I don’t know if them not rising is why this is the case, but my son liked that they held the burger and the toppings together better than the store-bought brioche buns we usually get; where the burger slips around and sometimes tears though the bun. My husband agreed, and said he liked how they didn’t get soggy from the wet toppings.
So, I’m going to give the recipe another go, but next time I’ll adjust the milk temperature to around 110 degrees, and we’ll see if they rise more, and if they like them as much. The biggest part of cooking great food is the trial and error, in my opinion. Lots of recipes I use have handwritten notes included, where I have tweaked things to my families preferences and taste buds.
The potato skins were fantastic, and the star of the show, I would say!
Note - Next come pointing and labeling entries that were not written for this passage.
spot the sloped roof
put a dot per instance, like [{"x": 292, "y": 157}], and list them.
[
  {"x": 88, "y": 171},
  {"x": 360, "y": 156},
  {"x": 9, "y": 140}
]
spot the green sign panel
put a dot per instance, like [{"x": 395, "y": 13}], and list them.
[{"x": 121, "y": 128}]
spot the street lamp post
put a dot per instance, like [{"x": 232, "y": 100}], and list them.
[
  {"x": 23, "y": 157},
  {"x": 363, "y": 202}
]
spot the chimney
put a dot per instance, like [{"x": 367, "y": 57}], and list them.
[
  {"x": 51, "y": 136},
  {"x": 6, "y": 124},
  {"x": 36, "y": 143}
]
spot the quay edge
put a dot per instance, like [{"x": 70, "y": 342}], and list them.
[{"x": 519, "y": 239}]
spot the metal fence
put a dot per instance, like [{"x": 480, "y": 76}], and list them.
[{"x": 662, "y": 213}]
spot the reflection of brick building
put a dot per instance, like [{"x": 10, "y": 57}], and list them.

I’d laid the toppings on pretty thick, so that could have something to do with it, but the chili oil that you spread over the shells adds a nice extra flavour component. You’ll see some plain ones, and those, of course, are for my particular eater.
The dill dip was a great companion to the potatoes, instead of just plain sour cream. As a whole, this was a very decadent and rich starter that you surely shouldn’t eat much of at once. The recipe called for 6 large baking potatoes, so I froze a dozen shells, and next time I’ll just have to add the toppings and we’re good to go.
We love vegetables around here, so it’s no surprise that my son chose a crudité platter with dip. I found crackers, or the skins, to be a better vehicle for the dip personally, as we usually eat our vegetables plain. Next time I’ll look for a similar but healthier version, because I really enjoyed the dill, but with sour cream and cream cheese it was a bit heavy.
The meal was indulgent, but it was thoroughly relished by us all. I might not head to the Better Homes’ New Cook Book on a regular basis, but this exercise has proven that maybe I should a bit more often. Who knows what other timeless gems I can stumble across.
Do you remember this cook book? Is there a recipe you favour, found within its pages? If not, let me know which cook book you remember, or one you love!